Using the function-oriented part the global callback stack of libxml2 can be manipulated. Those functions can be used as interface to the callbacks on the C- and XS Layer. At the object-oriented part, operations for working with the ``pseudo-localized'' callback stack are implemented. Currently, you can register and de-register callbacks on the Perl layer and initialize them on a per parser basis.

Using XML::LibXML::InputCallback

After object instantiation using the parameter-less constructor, you can register callback groups.

  my $input_callbacks = XML::LibXML::InputCallback->new();
  $input_callbacks->register_callbacks([ $match_cb1, $open_cb1, 
                                         $read_cb1, $close_cb1 ] );
  $input_callbacks->register_callbacks([ $match_cb2, $open_cb2, 
                                         $read_cb2, $close_cb2 ] );
  $input_callbacks->register_callbacks( [ $match_cb3, $open_cb3, 
                                          $read_cb3, $close_cb3 ] );
  $parser->input_callbacks( $input_callbacks );
  $parser->parse_file( $some_xml_file );

What about the old callback system prior to XML::LibXML::InputCallback?

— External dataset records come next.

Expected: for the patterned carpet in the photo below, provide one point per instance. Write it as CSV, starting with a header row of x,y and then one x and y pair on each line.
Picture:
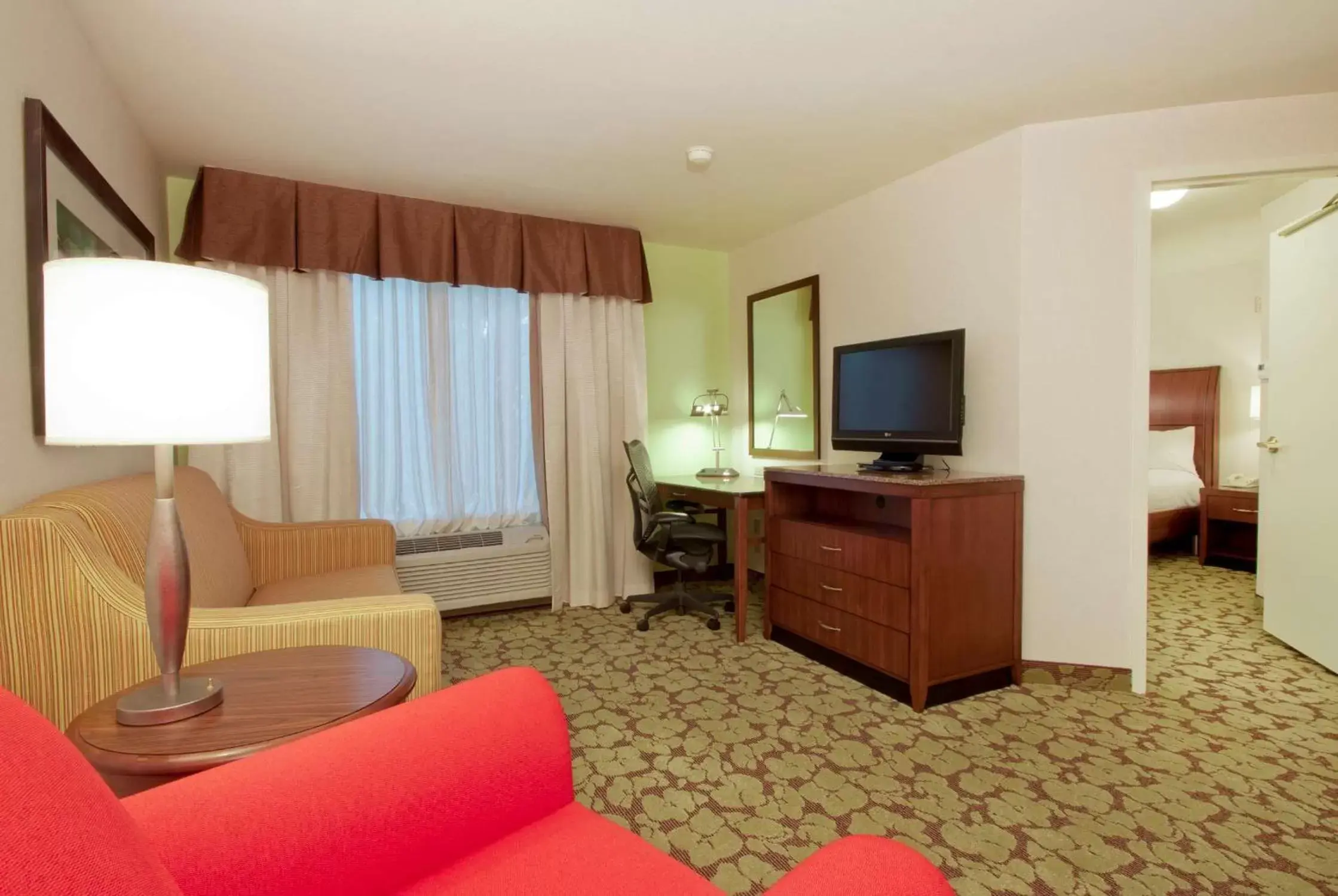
x,y
740,760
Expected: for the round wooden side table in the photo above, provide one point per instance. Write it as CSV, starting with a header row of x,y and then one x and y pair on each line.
x,y
270,697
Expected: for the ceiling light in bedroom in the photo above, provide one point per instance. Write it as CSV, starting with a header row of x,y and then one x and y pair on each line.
x,y
1167,198
699,158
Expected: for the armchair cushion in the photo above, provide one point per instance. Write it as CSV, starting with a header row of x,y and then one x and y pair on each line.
x,y
220,575
118,511
360,582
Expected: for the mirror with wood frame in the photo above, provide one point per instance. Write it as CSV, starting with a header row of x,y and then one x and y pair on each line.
x,y
783,372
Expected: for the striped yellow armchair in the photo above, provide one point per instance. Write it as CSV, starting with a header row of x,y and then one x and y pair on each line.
x,y
73,625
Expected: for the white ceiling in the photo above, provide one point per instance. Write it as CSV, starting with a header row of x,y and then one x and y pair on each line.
x,y
1210,206
583,109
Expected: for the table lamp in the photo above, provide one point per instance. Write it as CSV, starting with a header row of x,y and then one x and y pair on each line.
x,y
149,354
714,404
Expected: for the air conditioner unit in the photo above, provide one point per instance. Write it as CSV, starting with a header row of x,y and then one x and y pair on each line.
x,y
477,569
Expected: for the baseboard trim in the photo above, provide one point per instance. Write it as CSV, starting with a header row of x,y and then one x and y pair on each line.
x,y
1036,672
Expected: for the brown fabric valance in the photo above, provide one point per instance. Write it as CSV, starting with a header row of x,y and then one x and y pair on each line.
x,y
258,220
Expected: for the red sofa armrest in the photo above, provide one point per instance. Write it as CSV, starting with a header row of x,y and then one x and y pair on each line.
x,y
372,805
859,866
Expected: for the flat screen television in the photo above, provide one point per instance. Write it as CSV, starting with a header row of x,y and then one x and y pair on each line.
x,y
901,398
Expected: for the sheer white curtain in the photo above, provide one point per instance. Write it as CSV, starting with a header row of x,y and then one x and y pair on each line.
x,y
595,399
308,471
443,396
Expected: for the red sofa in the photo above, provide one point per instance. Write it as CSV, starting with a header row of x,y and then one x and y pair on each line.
x,y
467,791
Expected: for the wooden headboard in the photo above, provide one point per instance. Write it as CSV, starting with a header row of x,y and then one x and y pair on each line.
x,y
1189,398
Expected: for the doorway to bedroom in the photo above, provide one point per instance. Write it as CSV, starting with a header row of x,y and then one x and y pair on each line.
x,y
1215,262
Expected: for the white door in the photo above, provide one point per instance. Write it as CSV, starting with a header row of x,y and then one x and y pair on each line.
x,y
1298,484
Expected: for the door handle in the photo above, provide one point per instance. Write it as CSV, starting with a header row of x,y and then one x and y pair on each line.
x,y
1272,444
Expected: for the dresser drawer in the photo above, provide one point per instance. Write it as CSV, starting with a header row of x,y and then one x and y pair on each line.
x,y
872,557
1229,507
889,605
861,640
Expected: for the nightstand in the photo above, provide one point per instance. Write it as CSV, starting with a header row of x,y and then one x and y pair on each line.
x,y
1229,526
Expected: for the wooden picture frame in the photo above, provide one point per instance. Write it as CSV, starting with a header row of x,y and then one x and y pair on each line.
x,y
815,412
57,176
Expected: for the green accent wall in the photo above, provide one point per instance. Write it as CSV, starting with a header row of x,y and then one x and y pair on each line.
x,y
687,354
178,192
687,343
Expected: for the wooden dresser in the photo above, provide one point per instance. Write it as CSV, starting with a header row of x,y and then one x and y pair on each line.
x,y
916,575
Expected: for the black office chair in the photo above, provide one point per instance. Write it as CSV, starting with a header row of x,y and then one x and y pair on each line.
x,y
668,534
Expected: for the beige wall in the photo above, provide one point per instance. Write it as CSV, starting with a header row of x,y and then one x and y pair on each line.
x,y
1039,244
1085,348
932,252
45,55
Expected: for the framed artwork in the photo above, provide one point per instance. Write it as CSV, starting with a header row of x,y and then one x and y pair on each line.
x,y
70,211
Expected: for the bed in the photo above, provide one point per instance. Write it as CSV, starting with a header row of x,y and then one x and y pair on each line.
x,y
1179,399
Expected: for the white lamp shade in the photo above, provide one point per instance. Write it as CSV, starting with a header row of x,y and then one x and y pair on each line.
x,y
149,354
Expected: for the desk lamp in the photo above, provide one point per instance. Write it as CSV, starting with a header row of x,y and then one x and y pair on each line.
x,y
149,354
714,404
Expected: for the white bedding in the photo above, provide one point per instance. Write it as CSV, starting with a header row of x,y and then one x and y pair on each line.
x,y
1170,490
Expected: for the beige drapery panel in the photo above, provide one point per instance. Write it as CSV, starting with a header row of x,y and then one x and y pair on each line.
x,y
595,398
308,470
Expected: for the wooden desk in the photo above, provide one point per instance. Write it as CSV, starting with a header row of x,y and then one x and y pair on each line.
x,y
742,494
270,697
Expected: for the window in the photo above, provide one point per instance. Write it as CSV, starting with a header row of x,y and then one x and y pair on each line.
x,y
443,406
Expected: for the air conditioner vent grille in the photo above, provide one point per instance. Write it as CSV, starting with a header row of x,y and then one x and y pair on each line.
x,y
434,544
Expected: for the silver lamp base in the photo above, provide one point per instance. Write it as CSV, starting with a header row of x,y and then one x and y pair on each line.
x,y
155,705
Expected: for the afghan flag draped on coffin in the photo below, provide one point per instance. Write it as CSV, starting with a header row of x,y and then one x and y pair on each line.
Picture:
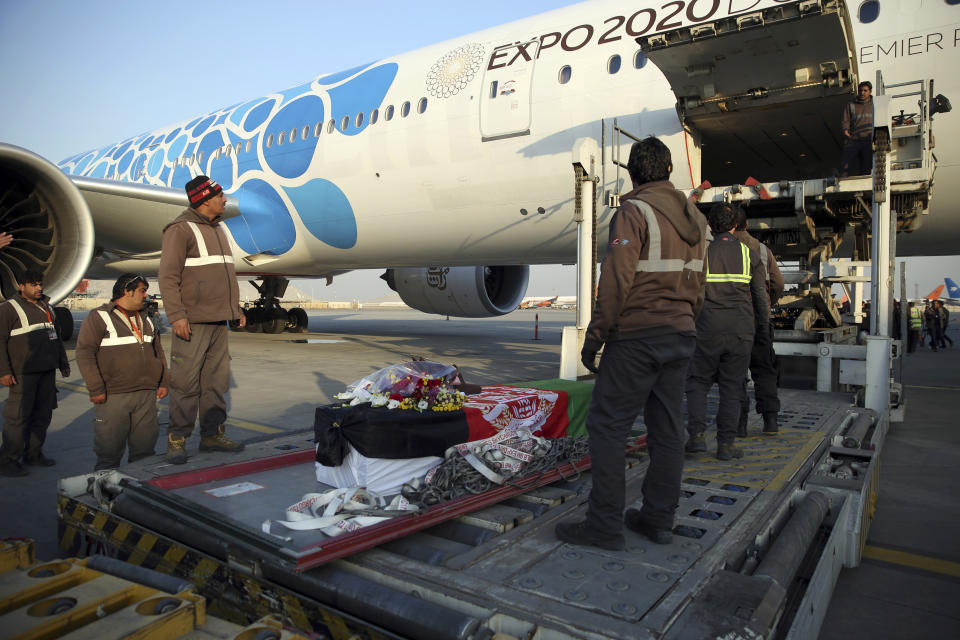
x,y
378,432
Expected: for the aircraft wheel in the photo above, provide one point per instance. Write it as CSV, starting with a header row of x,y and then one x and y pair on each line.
x,y
63,320
298,321
274,321
254,317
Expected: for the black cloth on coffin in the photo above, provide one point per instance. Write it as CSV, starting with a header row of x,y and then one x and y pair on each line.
x,y
377,432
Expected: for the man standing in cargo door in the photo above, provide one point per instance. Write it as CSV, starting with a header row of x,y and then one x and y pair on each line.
x,y
650,291
200,296
857,126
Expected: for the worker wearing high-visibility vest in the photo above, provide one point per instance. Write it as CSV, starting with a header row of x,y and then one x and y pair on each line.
x,y
735,308
30,354
200,296
916,327
124,367
651,288
763,359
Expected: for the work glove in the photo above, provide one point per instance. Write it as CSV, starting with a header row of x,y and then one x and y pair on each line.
x,y
588,355
763,334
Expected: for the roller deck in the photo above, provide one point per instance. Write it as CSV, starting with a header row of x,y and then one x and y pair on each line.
x,y
498,568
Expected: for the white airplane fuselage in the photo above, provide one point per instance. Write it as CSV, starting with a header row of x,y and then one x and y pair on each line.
x,y
469,172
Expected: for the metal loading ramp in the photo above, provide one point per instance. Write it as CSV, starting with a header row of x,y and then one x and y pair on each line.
x,y
500,568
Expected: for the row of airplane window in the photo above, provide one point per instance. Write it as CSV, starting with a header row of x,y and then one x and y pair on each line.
x,y
306,131
614,63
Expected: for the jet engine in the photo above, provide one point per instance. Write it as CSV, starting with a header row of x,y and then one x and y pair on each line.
x,y
465,292
49,220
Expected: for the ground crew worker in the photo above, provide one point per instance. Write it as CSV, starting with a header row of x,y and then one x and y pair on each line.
x,y
932,322
857,126
124,368
30,353
943,315
650,290
916,327
734,309
763,359
200,296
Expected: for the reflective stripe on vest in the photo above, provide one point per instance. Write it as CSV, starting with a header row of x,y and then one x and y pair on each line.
x,y
916,319
743,277
113,338
25,326
205,257
655,261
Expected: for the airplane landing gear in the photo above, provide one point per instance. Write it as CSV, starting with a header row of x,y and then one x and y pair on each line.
x,y
267,315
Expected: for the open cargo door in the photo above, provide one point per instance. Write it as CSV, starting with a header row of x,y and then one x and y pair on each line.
x,y
762,92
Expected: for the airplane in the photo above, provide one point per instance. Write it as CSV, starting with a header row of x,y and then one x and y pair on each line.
x,y
450,166
536,303
952,289
935,294
953,292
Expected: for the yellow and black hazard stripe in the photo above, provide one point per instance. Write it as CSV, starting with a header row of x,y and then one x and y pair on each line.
x,y
232,593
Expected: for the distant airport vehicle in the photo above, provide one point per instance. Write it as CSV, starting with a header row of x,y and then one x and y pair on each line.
x,y
536,303
953,291
450,166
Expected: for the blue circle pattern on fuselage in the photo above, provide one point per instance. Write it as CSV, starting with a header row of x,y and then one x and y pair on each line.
x,y
266,221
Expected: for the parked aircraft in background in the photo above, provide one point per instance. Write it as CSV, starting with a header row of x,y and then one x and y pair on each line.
x,y
953,291
451,166
935,294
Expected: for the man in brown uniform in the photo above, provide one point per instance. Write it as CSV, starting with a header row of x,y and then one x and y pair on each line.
x,y
857,126
125,371
30,353
650,291
200,296
763,359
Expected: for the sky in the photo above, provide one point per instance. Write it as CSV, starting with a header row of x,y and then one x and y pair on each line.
x,y
80,75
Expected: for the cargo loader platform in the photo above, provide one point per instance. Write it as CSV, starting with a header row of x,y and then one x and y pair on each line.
x,y
496,567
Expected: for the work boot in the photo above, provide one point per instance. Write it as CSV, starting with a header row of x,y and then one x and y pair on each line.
x,y
696,443
770,425
580,533
38,460
176,449
728,451
12,469
742,427
636,522
220,442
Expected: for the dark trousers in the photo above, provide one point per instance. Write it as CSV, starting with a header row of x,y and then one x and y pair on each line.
x,y
936,336
913,338
638,375
199,380
763,370
857,157
724,359
125,418
27,414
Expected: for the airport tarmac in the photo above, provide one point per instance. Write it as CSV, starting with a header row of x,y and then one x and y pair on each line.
x,y
907,583
277,381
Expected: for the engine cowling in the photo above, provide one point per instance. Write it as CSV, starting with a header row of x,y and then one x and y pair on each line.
x,y
49,220
464,292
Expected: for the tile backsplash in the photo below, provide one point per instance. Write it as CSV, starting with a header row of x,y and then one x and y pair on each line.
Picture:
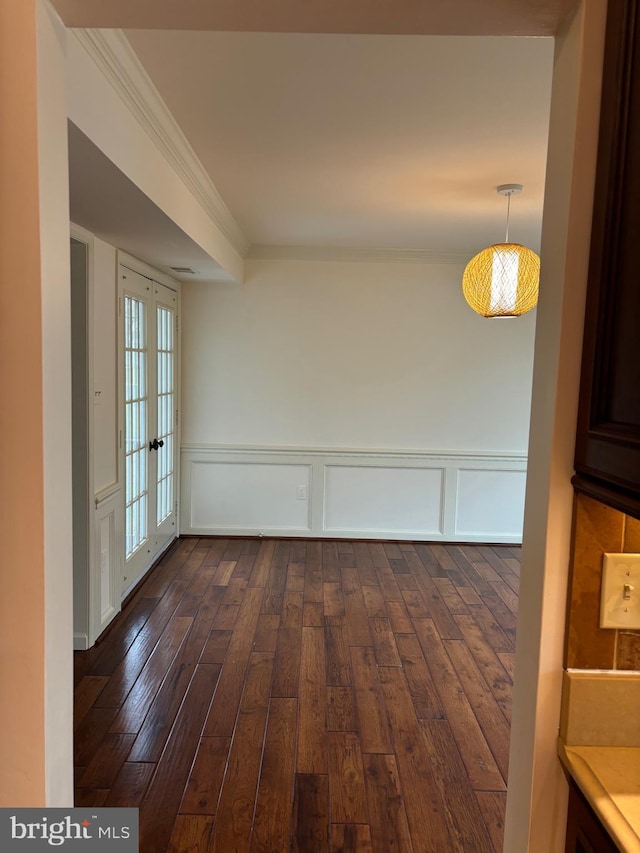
x,y
597,529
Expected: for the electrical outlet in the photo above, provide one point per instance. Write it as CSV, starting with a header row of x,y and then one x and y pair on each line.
x,y
620,596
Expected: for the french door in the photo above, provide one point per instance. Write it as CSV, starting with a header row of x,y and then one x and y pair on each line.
x,y
149,407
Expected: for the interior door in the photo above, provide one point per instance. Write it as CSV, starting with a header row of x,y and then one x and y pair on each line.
x,y
149,405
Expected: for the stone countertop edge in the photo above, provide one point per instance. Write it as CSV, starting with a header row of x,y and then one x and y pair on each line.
x,y
585,776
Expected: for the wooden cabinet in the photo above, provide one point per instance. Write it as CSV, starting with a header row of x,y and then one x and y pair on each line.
x,y
608,436
585,833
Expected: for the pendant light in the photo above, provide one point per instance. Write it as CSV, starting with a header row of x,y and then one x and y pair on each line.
x,y
502,280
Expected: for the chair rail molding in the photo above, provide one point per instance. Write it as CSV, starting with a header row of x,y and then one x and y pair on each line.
x,y
450,496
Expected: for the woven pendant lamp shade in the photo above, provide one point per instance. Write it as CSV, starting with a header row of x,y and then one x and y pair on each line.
x,y
502,280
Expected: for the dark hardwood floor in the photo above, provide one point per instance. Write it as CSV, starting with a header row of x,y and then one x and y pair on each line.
x,y
275,695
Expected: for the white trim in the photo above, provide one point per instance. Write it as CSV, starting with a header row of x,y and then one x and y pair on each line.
x,y
134,583
356,255
117,60
252,505
106,493
80,642
510,456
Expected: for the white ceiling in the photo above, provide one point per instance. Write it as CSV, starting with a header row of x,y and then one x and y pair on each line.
x,y
362,140
108,204
436,17
338,140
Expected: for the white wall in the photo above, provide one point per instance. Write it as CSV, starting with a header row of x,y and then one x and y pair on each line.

In XML::LibXML versions prior to 1.59 - i.e. without the XML::LibXML::InputCallback module - you could define your callbacks either using globally or locally. You still can do that using XML::LibXML::InputCallback, and in addition to that you can define the callbacks on a per parser basis!

If you use the old callback interface through global callbacks, XML::LibXML::InputCallback will treat them with a lower priority as the ones registered using the new interface. The global callbacks will not override the callback groups registered using the new interface. Local callbacks are attached to a specific parser instance, therefore they are treated with highest priority. If the match callback of the callback group registered as local variable is identical to one of the callback groups registered using the new interface, that callback group will be replaced.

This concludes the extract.